E' chiamato a portare la stessa responsabilità del Pastore nell’ambito che gli viene affidato.
La sua nomina viene dall’alto, dal Pastore stesso della comunità. Egli non può limitarsi a essere un semplice esecutore di ordini e direttive, ma pur rimanendo nella fedele obbedienza e nel coordinamento, deve essere un attivo inventore di iniziative di evangelizzazione, deve aprirsi alla fantasia dello Spirito Santo.

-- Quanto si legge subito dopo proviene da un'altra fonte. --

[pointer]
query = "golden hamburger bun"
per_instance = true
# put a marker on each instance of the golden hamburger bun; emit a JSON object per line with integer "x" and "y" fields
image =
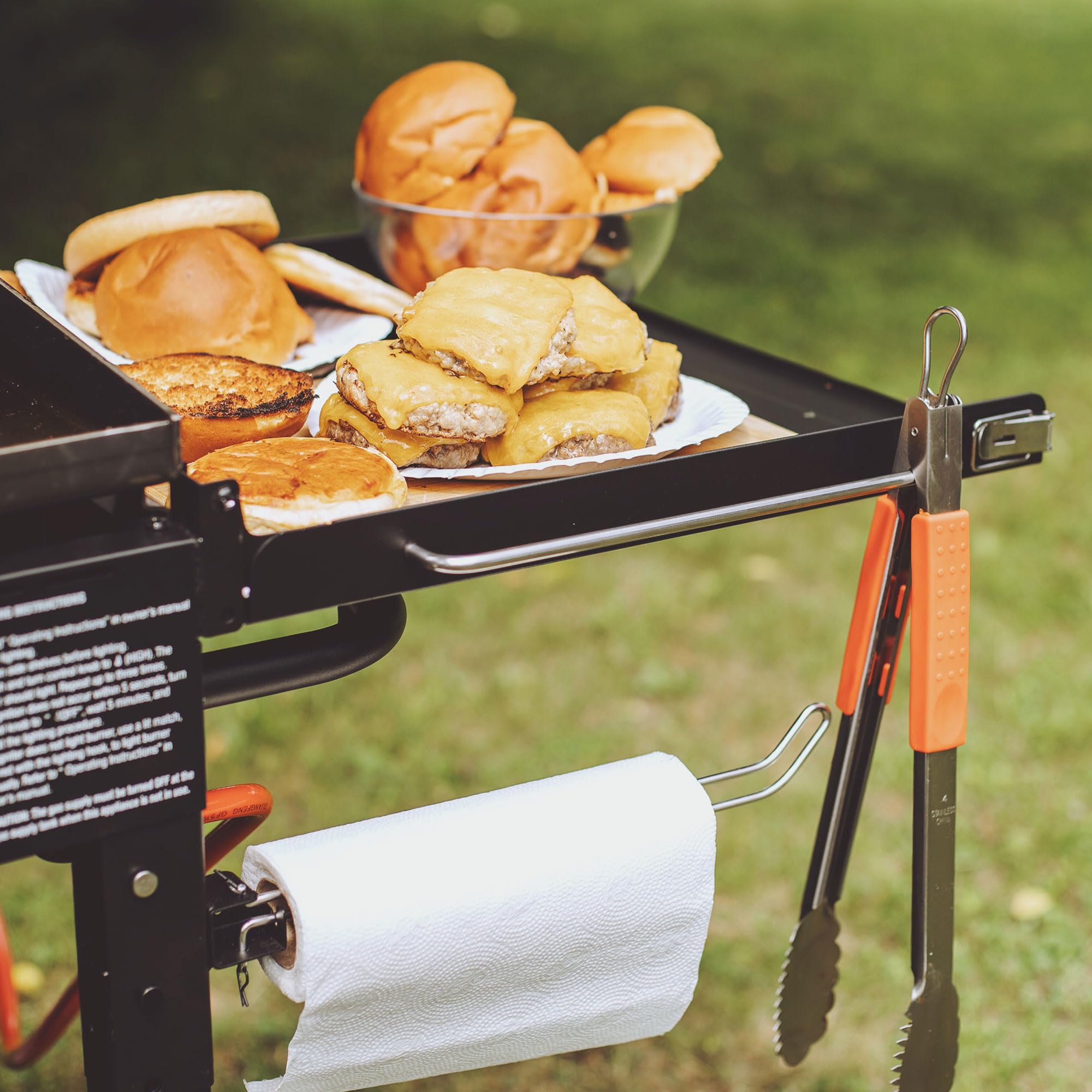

I doni che il Leader deve possedere non dovranno essere particolari, quanto piuttosto di grande equilibrio umano, di spirito di fede, di umiltà, di fedeltà alla preghiera, di spirito di obbedienza e di comunione, di una certa esperienza di vita cristiana e di una certa stabilità raggiunta nel cammino di partecipazione alla vita della comunità. Certamente occorrerà una qualche cultura religiosa, o almeno il desiderio e l’impegno a farla crescere continuamente. Il leader deve essere ben convinto che non sta facendo la sua opera, ma quella di Dio e ciò che lo rende idoneo allo scopo è la capacità di comunicare la presenza dello Spirito di Dio.
I primi leader diventano fondamentali nella preparazione di quelli successivi, che saranno naturalmente portati a comportarsi secondo lo stile assimilato da chi li ha educati. Il leader deve sentirsi un vero evangelizzatore poiché i più forti ed autorevoli legami si fanno tra evangelizzatore ed evangelizzato.